Middlemarch cover
Bildungsromans

Middlemarch

Eliot, George · 1994 · 27 min

Opposition to Lydgate’s New Fever Hospital

The opposition to Lydgate’s New Fever Hospital—which he had earlier sketched to Dorothea—is introduced as a phenomenon to be viewed from many different angles. Lydgate himself regards it as a mixture of jealousy and stubborn prejudice, while Mr. Bulstrode perceives in it both medical jealousy and a determination to thwart him personally, motivated by hatred of the vital religion he represents.

Divergent Views on Hospital Opposition

Beyond these “ministerial views,” opposition draws on the illimitable range of objections that can be fueled by ignorance. The chapter notes that Middlemarch’s opposition to the New Hospital carried considerable echo and imitation, since not everyone can be an originator. The dissent spans every social shade, from the polished moderation of Dr. Minchin to the trenchant assertions of Mrs. Dollop, landlady of the Tankard in Slaughter Lane.

Range of Arguments Against the New Hospital

The chapter observes that opposition commands a virtually unlimited range of objections, which never need to stop at the boundary of knowledge because ignorance provides endless material. The arguments about the New Hospital and its administration reflected this pattern, drawing on echoes and imitations rather than original reasoning, while nonetheless expressing every gradation of Middlemarch society.

Mrs. Dollop’s Accusations Against Lydgate

Mrs. Dollop becomes increasingly convinced by her own assertions that Dr. Lydgate intends to let patients die in the Hospital—or even poison them—in order to dissect them without permission. She cites the supposed “fac” that he wished to cut up Mrs. Goby, a respectable Parley Street woman. Mrs. Dollop argues that a good doctor should diagnose illness before death rather than pry into bodies afterward, and her audience regards her opinion as a bulwark against unchecked dissection, invoking the infamous Burke and Hare case as a cautionary parallel.

Tankard Inn Benefit Club Vote on Lydgate

Opinion at the Tankard in Slaughter Lane held real significance for the medical profession. The old authentic public-house, known as Dollop’s, served as the resort of a significant Benefit Club that had recently voted on whether to replace their long-standing medical man, Doctor Gambit, with Lydgate, who was reputed capable of astonishing cures. The vote went against Lydgate by two members who held that resuscitating the near-dead was an equivocal recommendation potentially interfering with providential favors.

Shift in Public Sentiment Towards Lydgate

Over the course of the year, a change in public sentiment occurred, of which the unanimity at Dollop’s served as an index. The Benefit Club’s collective opinion thus marked a broader shift in how Middlemarch viewed the new doctor, moving from suspicion toward greater acceptance.
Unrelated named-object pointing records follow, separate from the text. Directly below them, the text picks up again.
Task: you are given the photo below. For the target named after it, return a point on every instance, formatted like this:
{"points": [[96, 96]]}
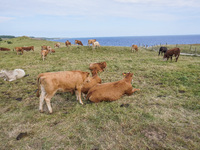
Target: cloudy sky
{"points": [[99, 18]]}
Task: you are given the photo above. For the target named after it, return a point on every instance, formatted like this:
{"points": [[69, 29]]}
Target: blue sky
{"points": [[99, 18]]}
Early Judgments of Lydgate’s Skill

More than a year earlier, before Lydgate’s skill was known, judgments about him had naturally been divided, relying on visceral senses of likelihood rather than evidence. Patients with chronic or threadbare lives, like old Featherstone’s, were quick to try him, while parents who disliked paying doctors’ bills welcomed the chance to send freely for a new practitioner. Some thought he might do more than others for liver complaints, while good Middlemarch families were not inclined to change doctors without demonstrated reason, with former Peacock patients doubting the new man’s equality to their old physician.
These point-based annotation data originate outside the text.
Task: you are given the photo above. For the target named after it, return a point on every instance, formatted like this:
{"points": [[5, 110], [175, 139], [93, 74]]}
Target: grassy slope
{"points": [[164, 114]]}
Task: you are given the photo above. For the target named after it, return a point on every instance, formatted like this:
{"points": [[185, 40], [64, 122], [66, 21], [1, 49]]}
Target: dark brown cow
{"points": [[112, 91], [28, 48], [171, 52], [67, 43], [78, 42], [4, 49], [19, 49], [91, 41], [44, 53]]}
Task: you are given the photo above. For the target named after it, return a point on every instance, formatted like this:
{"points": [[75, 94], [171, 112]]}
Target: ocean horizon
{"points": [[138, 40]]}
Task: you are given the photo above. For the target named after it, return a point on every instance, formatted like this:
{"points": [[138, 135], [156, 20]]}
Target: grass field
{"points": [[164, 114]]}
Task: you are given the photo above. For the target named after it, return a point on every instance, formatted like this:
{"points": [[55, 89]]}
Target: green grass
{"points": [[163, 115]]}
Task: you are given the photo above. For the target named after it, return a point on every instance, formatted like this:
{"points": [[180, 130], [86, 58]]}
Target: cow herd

Rumor Lydgate Does Not Dispense Drugs

One quickly circulating rumor was that Lydgate did not dispense drugs. This was offensive both to physicians whose exclusive distinction seemed infringed and to surgeon-apothecaries with whom he ranged himself; legally, they might have had grounds for objection. However, Lydgate had not foreseen that his practice would prove even more offensive to the general public than to his professional rivals.

Lydgate’s Explanation to Mr. Mawmsey

To Mr. Mawmsey, an important grocer in the Top Market who questioned him affably about the matter, Lydgate gave a hasty and injudicious popular explanation of his reasons. He argued that paying practitioners solely through long bills for draughts, boluses, and mixtures lowered the profession’s character and injured the public, and that hard-working medical men could become as mischievous as quacks by overdosing patients to earn their bread—“a bad sort of treason” that undermines the constitution.